Вместо живой природы они целуются с ее «мертвыми скелетами». Выпады против «ослов», изучающих «пустые призраки внешних явлений», едва ли были оценены по существу философски невинной кузиной Катей. Как было ей догадаться, что, опираясь на Шеллинга, Соловьев вступает в бой с позитивистами, что в этот момент в его голове рождаются основные мысли его магистерской диссертации: «Кризис западной философии»?

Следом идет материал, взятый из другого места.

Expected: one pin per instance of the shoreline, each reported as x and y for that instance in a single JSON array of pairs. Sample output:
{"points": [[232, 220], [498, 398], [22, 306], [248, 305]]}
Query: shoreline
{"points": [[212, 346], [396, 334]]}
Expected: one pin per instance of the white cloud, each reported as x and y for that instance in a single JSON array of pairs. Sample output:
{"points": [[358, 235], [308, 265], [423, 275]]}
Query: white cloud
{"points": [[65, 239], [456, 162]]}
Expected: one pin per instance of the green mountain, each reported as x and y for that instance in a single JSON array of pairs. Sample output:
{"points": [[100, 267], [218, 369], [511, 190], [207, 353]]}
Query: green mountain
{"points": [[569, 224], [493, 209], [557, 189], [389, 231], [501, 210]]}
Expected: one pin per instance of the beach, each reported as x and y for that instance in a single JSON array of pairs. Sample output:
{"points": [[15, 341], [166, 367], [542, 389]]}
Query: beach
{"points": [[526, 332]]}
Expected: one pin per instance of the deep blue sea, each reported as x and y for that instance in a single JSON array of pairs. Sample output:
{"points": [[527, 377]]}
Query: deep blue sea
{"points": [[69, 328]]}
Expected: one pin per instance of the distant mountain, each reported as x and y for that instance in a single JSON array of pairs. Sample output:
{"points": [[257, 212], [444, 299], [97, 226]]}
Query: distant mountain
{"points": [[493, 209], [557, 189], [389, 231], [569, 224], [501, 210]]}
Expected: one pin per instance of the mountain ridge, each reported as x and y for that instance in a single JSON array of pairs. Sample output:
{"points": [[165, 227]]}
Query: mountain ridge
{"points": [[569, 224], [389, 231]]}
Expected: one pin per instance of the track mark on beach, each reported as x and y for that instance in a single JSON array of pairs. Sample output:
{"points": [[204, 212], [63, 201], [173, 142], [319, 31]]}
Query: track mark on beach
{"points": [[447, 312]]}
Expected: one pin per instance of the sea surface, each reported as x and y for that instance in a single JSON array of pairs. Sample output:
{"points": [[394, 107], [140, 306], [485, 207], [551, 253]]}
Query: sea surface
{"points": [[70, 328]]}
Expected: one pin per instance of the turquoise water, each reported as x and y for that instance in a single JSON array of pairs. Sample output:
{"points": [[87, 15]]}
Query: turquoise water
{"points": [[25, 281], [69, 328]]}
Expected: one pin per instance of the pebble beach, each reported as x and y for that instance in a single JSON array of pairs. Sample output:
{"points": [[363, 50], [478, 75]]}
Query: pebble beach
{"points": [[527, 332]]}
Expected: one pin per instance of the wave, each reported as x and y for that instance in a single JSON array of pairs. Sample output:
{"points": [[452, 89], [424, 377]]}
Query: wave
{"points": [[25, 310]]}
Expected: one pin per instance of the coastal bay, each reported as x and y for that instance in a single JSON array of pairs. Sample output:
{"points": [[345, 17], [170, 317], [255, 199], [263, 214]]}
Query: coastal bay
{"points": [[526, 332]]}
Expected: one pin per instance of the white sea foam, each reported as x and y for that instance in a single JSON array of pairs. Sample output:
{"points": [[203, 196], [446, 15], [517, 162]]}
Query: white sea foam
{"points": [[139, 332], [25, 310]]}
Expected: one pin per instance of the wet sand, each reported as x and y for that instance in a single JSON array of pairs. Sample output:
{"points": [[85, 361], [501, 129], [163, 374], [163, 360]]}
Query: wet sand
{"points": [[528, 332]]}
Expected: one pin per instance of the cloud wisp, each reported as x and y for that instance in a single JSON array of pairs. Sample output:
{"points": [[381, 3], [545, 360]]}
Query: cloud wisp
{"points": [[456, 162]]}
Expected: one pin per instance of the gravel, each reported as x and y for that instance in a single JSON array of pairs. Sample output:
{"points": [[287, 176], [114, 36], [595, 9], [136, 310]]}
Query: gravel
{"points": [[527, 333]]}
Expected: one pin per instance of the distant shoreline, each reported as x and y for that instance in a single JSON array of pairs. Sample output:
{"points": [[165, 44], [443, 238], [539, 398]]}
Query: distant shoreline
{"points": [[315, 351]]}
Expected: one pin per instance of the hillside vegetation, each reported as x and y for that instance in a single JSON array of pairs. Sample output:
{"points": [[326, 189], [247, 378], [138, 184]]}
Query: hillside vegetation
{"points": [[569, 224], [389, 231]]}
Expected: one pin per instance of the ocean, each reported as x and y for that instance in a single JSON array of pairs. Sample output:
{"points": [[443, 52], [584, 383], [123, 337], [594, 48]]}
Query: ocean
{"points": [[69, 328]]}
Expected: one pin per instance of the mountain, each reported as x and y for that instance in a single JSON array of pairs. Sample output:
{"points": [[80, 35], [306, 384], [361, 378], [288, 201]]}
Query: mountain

В повести «На заре туманной юности» мы находим любопытную самохарактеристику Соловьева. Оглядываясь на свое прошлое, философ юмористически описывает душевное состояние, в котором он находился в 1871—1872 годах. В основе его — крайний пессимизм и пафос разрушения. Его нигилизм был не только подражанием «моде» шестидесятых годов: сознание, что «весь мир во зле лежит», сопровождало его «чуть ли не с колыбели»; он сам додумался до всеобщего разрушения. «Я — пессимист и аскет, — пишет он, — я — непримиримый враг земного начала… Я, чуть ли не с колыбели познавший тщету хотения, обманчивость счастья, иллюзию удовольствий…» К восемнадцати годам он «додумался до твердого убеждения, что вся временная жизнь, как состоящая единственно только из зол и страданий, должна быть поскорее разрушена совершенно и окончательно». Но общественный и политический радикализм шестидесятников его уже более не удовлетворяет: ему мало уничтожения существующего социального порядка, — он мечтает о космическом разрушении. Метафизическое обоснование своего «пафоса гибели» он находит в трансцендентальном идеализме Канта и в пессимистичес–кой философии Шопенгауэра и Гартмана. «Едва успел я дойти до этого собственным умом, — продолжает Соловьев, — как мне пришлось убедиться, что не я один был такого мнения, но что оно весьма обстоятельно развивалось некоторыми знаменитыми немецкими философами». И он три года проработал над тем, чтобы «эту врожденную истину укрепить неприступными стенами трансцендентальной философии».